The element definition above refers to a named attribute group defined below

 <xs:attributeGroup name="attlist.person">
     <xs:attribute name="name" use="required"/>


     <xs:attribute name="gender">
       <xs:simpleType>
         <xs:restriction base="xs:token">
           <xs:enumeration value="male"/>
           <xs:enumeration value="female"/>
         </xs:restriction>
       </xs:simpleType>
     </xs:attribute>

     <xs:attribute name="type" default="mother">
       <xs:simpleType>
         <xs:restriction base="xs:token">
           <xs:enumeration value="mother"/>
           <xs:enumeration value="father"/>
           <xs:enumeration value="boy"/>
           <xs:enumeration value="girl"/>
         </xs:restriction>
       </xs:simpleType>
     </xs:attribute>

     <xs:attribute name="id" use="required" type="xs:ID"/>
 </xs:attributeGroup>

Valid XML fragment:

url: family.xml

 <family>
   <person name="Joe Miller" gender="male" type="father" id="I123456789"/>
   <person name="Josette Miller" type="girl" id="I123456987"/>
 </family>

Value restrictions

In a loose sense, by value restriction we refer to the fact that XSD allows to define various kinds of data types (e.g. lists) or restrictions on data types such as numbers and strings.

Simple user-defined types (simpleType)

Simple Types allow to define lists of words and selections for example using the the type attribute

Example: A list of numbers

XSD:

 <xsd:element name="listOfMyInt" type="listOfMyIntType"/>

 <xsd:simpleType name="listOfMyIntType">
     <xsd:list itemType="xsd:integer"/>
 </xsd:simpleType>

XML:

 <listOfMyInt>20003 15037 95977 95945</listOfMyInt>

Example: Restricted lists of words to choose from (in two variants)

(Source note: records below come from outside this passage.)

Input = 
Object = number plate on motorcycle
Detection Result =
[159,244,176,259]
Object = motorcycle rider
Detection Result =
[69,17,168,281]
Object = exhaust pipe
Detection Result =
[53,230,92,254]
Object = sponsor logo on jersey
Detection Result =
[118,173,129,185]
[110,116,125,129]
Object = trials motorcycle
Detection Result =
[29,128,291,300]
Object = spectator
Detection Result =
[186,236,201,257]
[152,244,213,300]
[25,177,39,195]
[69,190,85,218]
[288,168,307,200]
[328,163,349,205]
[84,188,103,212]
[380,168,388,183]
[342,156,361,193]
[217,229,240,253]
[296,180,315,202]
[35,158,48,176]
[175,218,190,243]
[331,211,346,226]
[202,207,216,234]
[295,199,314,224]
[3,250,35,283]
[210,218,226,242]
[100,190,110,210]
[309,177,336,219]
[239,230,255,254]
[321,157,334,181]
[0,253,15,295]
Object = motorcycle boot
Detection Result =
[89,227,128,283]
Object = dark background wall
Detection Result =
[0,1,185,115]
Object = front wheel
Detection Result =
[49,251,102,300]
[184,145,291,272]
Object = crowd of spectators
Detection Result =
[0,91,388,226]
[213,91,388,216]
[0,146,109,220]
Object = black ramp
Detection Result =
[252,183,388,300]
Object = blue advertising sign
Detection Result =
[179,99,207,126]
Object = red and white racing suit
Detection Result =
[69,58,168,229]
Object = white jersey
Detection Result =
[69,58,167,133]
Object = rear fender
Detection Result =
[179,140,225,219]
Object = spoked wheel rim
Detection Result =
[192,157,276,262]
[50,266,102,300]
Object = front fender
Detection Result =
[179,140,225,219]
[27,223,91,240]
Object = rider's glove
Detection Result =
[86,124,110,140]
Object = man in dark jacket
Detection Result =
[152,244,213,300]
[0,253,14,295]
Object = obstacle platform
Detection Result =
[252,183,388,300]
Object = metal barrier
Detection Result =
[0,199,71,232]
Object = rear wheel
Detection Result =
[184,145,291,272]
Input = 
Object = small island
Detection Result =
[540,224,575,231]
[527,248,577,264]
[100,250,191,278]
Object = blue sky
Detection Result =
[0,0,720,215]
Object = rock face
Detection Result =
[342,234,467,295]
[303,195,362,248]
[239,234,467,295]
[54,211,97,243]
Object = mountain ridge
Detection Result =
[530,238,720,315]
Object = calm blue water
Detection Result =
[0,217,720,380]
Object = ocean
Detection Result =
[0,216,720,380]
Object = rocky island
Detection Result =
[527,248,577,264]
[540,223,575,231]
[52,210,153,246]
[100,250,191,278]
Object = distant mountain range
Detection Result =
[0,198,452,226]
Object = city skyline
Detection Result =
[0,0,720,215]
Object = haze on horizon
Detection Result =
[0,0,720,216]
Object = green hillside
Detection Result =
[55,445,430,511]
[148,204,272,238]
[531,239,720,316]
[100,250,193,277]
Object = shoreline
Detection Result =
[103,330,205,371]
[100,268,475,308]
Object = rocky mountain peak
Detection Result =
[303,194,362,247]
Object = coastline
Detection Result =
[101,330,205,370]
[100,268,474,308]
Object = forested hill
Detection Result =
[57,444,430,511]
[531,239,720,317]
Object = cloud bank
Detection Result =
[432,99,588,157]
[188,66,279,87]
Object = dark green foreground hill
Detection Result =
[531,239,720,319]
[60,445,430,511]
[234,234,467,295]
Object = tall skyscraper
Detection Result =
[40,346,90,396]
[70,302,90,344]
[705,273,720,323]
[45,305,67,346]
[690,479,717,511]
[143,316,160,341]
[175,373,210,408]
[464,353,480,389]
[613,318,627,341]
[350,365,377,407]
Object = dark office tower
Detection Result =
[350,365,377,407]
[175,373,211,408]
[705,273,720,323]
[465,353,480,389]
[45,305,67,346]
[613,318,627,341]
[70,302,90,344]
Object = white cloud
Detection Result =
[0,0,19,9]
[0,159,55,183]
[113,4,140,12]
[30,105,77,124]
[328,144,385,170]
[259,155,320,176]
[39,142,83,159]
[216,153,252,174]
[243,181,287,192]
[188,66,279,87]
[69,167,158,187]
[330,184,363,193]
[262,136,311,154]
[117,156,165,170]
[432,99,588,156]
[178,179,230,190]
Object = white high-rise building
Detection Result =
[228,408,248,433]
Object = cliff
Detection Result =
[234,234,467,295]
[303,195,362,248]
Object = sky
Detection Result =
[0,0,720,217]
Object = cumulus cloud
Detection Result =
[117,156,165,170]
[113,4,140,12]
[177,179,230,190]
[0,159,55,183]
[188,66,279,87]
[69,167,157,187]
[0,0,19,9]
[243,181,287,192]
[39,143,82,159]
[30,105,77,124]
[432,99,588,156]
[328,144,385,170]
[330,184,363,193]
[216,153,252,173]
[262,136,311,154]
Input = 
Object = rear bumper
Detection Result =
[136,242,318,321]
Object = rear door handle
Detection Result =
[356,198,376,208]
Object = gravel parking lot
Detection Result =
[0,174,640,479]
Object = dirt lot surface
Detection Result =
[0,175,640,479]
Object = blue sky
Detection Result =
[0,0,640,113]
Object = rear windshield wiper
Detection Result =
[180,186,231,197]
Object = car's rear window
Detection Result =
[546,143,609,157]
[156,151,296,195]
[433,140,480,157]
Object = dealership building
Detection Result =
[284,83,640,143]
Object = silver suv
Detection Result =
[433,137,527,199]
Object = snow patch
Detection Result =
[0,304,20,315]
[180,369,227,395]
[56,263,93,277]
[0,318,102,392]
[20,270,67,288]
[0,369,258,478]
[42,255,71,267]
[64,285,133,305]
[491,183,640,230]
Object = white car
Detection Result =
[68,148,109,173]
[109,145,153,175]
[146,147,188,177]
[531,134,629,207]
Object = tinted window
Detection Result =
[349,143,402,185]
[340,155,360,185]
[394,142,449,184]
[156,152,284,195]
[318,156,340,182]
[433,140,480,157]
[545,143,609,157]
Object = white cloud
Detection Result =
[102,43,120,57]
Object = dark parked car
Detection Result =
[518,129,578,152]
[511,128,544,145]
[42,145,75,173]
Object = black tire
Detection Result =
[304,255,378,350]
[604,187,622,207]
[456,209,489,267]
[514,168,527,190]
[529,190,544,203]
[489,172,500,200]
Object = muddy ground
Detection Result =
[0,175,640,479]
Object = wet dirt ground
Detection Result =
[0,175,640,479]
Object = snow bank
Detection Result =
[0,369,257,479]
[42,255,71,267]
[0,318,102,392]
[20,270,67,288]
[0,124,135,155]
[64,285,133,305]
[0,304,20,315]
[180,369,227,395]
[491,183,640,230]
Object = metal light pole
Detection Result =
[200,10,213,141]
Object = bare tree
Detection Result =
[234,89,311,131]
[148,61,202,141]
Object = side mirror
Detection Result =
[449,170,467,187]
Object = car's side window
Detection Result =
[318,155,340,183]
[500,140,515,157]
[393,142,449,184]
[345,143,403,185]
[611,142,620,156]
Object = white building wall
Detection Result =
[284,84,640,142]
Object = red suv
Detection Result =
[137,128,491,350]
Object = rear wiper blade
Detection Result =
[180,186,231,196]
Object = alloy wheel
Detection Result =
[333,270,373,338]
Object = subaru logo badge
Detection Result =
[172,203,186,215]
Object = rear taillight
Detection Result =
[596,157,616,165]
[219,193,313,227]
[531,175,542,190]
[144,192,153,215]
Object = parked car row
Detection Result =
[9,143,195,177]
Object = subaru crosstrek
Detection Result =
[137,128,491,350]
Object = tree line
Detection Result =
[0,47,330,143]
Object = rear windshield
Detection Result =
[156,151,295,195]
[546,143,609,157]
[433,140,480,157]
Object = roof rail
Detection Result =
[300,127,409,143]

The user must choose between a list of possible contents. The example below defines restrictions on element contents: three alternatives for a theory element and five alternatives for a Country element.

XSD:

<!-- (1) A modular solution -->
 <xsd:element name="theory" type="list_theories"/>

 <xsd:simpleType name="list_theories">
     <xsd:restriction base="xsd:string">
         <xsd:enumeration value="constructivism"/>
         <xsd:enumeration value="behaviorism"/>
         <xsd:enumeration value="cognitivism"/>
     </xsd:restriction>
 </xsd:simpleType>

<!-- (2) A russian puppet solution -->

 <xsd:element name="Country">
          <xsd:simpleType>
            <xs:restriction base="xsd:string">
              <xsd:enumeration value="FR" />
              <xsd:enumeration value="DE" />
              <xsd:enumeration value="ES" />
              <xsd:enumeration value="UK" />
              <xsd:enumeration value="CH" />
            </xsd:restriction>
          </xsd:simpleType>
        </xsd:element>

Valid XML example:

 <theory>constructivism</theory>
 <country>CH</country>

Example: Restrictions of a single number

XSD (using russian puppet style):

 <xs:element name="age">

  <xs:simpleType>
   <xs:restriction base="xs:integer">
     <xs:minInclusive value="0"/>
     <xs:maxInclusive value="120"/>
   </xs:restriction>
  </xs:simpleType>

 </xs:element>

XML:

 <age>100</age>

Value constraints with xs:restriction

One can put restraints on element or attribute values in many several ways. We suggest finding solutions to typical problems by googling (including regexp web sites).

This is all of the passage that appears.